Kompromiss im flämisch-wallonischen Streit

Nach einem halben Jahrhundert ist in Belgien ein wichtiger Schritt zur Lösung des Sprachenstreits gelungen. Zahlreiche Regierungen sind daran gescheitert, Premier Elio Di Rupo wagt nun ein Experiment: Ein Wahlbezirk, der symbolhaft für den Konflikt zwischen Flamen und den französischsprachigen Wallonen steht, wird geteilt.

Mittagsjournal, 14.7.2012

ORF-Korrespondentin Sabine Schuster berichtet aus Brüssel.

Di Rupo wagt Tabubruch

Belgiens Premier Elio Di Rupo hat durchgebracht, woran seine Amtsvorgänger ein halbes Jahrhundert lang gescheitert sind. Der wallonische Sozialist hat mit dem Vorschlag, den umstrittenen Wahlbezirk Brüssel-Halle-Vilvoorde zu teilen, einen Tabubruch für französischsprachige Politiker gewagt und neben den Sozialisten, auch Konservative, Liberale und Grüne aus beiden Sprachregionen für sich gewonnen.

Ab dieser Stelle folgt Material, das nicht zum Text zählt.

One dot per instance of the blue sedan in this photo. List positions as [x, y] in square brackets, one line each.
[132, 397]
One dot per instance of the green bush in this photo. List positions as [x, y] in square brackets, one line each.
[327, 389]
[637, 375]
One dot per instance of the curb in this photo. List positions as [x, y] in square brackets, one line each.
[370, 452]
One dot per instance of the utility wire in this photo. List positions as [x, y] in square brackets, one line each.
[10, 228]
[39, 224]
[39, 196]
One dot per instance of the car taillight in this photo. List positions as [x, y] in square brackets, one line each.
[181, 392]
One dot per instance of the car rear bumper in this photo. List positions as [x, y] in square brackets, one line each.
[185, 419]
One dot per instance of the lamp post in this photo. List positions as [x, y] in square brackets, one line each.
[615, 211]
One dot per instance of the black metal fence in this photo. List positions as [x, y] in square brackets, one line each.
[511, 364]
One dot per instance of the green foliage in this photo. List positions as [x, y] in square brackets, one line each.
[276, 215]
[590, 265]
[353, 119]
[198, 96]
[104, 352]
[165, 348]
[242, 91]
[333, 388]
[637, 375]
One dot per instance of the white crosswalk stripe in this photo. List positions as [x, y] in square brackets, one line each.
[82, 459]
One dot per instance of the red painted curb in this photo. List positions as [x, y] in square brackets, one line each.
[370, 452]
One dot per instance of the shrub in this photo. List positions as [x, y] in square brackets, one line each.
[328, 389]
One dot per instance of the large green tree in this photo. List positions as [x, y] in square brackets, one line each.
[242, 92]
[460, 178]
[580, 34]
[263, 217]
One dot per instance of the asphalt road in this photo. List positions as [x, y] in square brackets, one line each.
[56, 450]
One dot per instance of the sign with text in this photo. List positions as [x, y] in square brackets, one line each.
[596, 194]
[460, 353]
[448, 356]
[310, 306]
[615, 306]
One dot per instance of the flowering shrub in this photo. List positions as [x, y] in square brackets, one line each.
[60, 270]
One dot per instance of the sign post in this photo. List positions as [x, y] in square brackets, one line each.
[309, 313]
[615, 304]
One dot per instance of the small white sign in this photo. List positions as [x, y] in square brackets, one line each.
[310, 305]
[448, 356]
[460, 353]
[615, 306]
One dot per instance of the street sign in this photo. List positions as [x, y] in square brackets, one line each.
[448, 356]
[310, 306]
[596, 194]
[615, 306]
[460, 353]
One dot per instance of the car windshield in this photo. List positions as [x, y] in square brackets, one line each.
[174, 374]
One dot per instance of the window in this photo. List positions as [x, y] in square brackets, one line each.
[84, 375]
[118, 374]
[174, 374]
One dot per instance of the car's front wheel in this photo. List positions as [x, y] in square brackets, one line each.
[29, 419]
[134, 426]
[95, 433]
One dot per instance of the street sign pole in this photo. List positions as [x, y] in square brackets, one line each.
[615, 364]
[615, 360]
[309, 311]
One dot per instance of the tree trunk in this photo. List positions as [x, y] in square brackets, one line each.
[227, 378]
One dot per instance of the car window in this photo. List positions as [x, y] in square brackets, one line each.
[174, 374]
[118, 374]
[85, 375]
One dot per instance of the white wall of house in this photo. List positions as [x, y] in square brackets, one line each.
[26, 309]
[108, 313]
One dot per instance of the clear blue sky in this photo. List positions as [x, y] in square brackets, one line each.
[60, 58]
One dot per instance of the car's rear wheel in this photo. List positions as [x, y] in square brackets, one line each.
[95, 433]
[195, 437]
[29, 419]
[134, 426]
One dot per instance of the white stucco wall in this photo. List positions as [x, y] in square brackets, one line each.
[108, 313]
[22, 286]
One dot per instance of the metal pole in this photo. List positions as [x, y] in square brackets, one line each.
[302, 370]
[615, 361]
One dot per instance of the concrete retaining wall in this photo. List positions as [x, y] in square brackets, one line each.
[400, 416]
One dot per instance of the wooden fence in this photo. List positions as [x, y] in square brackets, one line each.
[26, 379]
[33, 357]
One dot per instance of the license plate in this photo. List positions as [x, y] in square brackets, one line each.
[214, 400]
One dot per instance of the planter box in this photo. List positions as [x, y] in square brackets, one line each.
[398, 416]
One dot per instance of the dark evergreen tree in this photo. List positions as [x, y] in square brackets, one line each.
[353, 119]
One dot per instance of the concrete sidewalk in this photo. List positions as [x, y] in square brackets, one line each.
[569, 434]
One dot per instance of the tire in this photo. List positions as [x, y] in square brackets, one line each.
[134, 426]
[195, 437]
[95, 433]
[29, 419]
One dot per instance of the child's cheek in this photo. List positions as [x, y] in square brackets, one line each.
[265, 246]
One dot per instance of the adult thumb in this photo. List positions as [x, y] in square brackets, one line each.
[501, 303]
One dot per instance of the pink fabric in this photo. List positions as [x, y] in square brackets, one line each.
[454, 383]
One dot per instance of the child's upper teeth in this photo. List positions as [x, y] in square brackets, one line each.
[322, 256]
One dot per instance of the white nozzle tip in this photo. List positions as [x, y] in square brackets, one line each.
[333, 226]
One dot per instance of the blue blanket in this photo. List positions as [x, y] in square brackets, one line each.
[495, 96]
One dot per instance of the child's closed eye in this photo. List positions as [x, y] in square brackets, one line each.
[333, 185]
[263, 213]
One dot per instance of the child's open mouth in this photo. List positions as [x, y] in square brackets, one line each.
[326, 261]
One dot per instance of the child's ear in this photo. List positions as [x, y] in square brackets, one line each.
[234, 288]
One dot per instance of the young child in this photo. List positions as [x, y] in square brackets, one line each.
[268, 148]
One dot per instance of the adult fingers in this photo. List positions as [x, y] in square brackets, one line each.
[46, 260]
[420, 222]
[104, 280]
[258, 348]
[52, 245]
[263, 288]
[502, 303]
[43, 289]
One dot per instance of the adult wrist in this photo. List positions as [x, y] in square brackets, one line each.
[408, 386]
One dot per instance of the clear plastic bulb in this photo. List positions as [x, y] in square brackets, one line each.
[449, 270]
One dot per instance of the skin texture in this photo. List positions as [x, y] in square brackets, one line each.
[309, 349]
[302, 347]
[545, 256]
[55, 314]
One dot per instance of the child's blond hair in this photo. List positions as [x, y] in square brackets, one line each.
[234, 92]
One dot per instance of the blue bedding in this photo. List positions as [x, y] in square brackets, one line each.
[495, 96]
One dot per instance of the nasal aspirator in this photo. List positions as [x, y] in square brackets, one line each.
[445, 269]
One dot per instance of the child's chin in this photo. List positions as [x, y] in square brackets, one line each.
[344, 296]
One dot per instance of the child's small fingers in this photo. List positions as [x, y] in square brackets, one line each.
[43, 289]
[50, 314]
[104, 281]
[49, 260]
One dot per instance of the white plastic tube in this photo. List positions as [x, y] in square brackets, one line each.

Der Wahlbezirk Brüssel-Halle-Vilvoorde, kurz BHV, ist das Symbol für den Sprachenstreit. Das Umland der Hauptstadt Brüssel gehört zur niederländischsprachigen Region Flandern. Bislang gab es in BHV zwei Wahlzettel, einen mit flämischen Parteien, einen mit wallonischen. Die französischsprachige Minderheit in Halle-Vilvoorde konnte also ihre Stimme den meist fränzösisch sprechenden Kandidaten aus Brüssel geben, was den flämischen Parteien natürlich ein Dorn im Auge war.

Damit ist jetzt aber Schluss. Premier Elio di Rupo sagte - obwohl französischsprachig - vor dem Parlament diesmal in Niederländisch: "BHV wird geteilt. Einige reden, wir handeln und sind stolz darauf."

Zu wenig für die Flamen

Mehrere zehntausend Wallonen, die in Halle-Vilvoorde leben, können künftig nur mehr flämische Parteien wählen. Der Wahlbezirk Brüssel bleibt zweisprachig, weil die Hauptstadt ja offiziell zweisprachig ist. 106 Abgeordnete stimmten für den Kompromiss, 42 dagegen.

Für die nationalistischen flämischen Parteien ist die jetztige Lösung immer noch zu wenig. Ben Weyts von der rechtspopulistischen Neuen flämischen Allianz: "Das ist ein Rückschritt für die Flamen. Das Gebiet der Region Flandern wird beschnitten und damit die niederländische Kultur und dafür dürfen wir auch noch einen dicken flämischen Geldsack bereitstellen. Das habt ihr verbrochen."

Di Rupo: Weg frei für restliche Staatsreform

Denn die Wallonen bekommen für die Zustimmung zur Teilung des Bezirkes BHV mehr Geld für die Hauptstadt Brüssel, in der die Mehrheit der Bürger französischsprachig ist. Die genauen Summen werden noch verhandelt. Mit der Lösung des Sprachstreits sei der Weg frei für die restliche Staatsreform, zeigt sich Premier Elio di Rupo, diesmal in seiner Muttersprache Französisch, vor dem Parlament erleichtert: "Gemeinsam machen wir aus Belgien einen modernen und bürgernahen Staat. Belgien wird zu einem effizienteren Bundesstaat mit gestärkten Regionen und Gemeinden."

Geplant ist, den Sprachregionen mehr Kompetenzen zu übertragen, auch in der Steuerpolitik, und die Finanzzuweisungen an die Regionen neu zu regeln. Das soll nun schnellstens unter Dach und Fach gebracht werden.